Indeed the film's creepiest, yet slyly sexiest moments are the interplay between Bond and the mad genius Silva, overplayed by Javier Bardem. In their initial confrontation, Bardem gets especially physical, tracing Bond's chest and parting his thighs (no, seriously - it's amazing, in its way), and making suggestive comments about his "first time." It's heartening, I suppose, that Craig has a comeback ("who says it's my first time?"), but there's a subtext here that's old and especially homophobic, a notion that gay is sick and weird, the province of mad geniuses and creepy freaks. Bardem is a mystery to me - I frankly don't get his appeal and I've yet to be truly impressed by him onscreen as an actor - but the problematic role of Silva is ultimately not about him. The bigger problem is the "mad freak genius" aspect of Bond villains, especialy when they don't seem especially menacing, scary or dangerous. Still Bardem's "jamon con queso" performance - all ham and cheseiness - doesn't help. Understated muttering is still scene chewing if you do too much of it.
The rest of the (small cast of) supporting players is fine - obviously Judi Dench's M, but also Ben Whishaw's fine turn as Q, and Albert Finney and Ralph Fiennes, as well as underused Naomie Harris - but there's a sense of using a machine gun to kill a squirrel in the acting talent assembled. Actiually, the machine guns in this film also seem like overkill, too. There's acting aplenty in the supporting cast, often too much to too little effect. Whishaw's too tic-y, Finney is wasted, Fiennes is adequate, but not especially memorable. Only Dench, with and without Craig, seems to have mastered the right balance of hammy and serious needed to make a vast commercial enterprise like this work, proof, as if one needed it, of how seasoned and smart Dench is as a performer. It is, dare I even say it, practically worth another Oscar nomination.
Of the other details, there's not much to be said - Adele's theme song is both one of the best Bond themes ever, and surely one of her best performances as well. The gowns are sumptuous - especialy in the Macau casino squence. The Bond toys, are minimalist but classy (only Craig could make Bond's shaving routine into the sexiest thing imaginable), though Bond's shrunken suiitings are getting to look kind of excessively tight on Craig's yes, impressive, physique. The title sequence is, yet again, top notch.
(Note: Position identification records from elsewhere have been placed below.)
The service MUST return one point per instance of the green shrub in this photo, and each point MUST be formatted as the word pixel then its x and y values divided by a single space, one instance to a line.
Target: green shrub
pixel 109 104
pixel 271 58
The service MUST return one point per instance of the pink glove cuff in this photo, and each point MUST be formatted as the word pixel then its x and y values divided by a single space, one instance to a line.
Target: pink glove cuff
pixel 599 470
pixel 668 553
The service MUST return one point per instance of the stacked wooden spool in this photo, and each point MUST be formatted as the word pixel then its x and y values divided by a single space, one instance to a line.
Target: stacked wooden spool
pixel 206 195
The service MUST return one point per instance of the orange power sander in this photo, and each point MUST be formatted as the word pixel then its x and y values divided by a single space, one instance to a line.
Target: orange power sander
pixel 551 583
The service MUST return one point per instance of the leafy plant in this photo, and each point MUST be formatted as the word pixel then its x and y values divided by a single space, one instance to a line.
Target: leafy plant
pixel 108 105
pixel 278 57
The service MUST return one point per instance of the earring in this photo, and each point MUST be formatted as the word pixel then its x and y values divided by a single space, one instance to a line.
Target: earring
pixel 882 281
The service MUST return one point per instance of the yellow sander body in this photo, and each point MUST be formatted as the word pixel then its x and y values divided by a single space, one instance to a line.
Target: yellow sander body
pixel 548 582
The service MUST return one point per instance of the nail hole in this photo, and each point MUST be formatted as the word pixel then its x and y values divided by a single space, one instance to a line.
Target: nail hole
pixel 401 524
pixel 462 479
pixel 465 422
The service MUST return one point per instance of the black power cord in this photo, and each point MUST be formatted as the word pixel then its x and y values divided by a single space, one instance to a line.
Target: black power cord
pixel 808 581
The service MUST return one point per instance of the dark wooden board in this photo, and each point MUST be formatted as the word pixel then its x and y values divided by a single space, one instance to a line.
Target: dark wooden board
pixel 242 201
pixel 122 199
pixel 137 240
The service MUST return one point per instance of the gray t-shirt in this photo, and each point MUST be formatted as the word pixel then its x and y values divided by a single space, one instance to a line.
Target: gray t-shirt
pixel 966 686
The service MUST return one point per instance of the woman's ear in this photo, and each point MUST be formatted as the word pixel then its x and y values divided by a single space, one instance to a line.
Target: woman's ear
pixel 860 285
Visually the film is a feast, and Sam Mendes deserves considerable credit for how good this thing looks, and how solidly he handles elements, like the action sequences, that one might think were beyond him. Mendes is good for not losing sight of his actors in the midst of the derring-do, at his best in moments where the action doesn't just snap and crackle, but actually shows us character development as well. Why, oh why, then can't Mendes seem to get more of a handle on Bardem's messy, psychotic, morass of a performance? Charitably, I'm willing to accept tht Mendes made a bad thing better than it ight have been otherwide; but if there's a next time, Mendes will need to do better on the villain front.
And of course, there will be a next time, a more familiar time with a more conventional MI6, with a reimagined Moneypenney and other details more in line with familiar expectations (how's that for avoiding a siginificant spoiler?). Craig owes us, and Bond, more time, and more films, to see what he makes of his Bond. And, three films in, it seems fair to admit that he's done a pretty decent job of it, so far.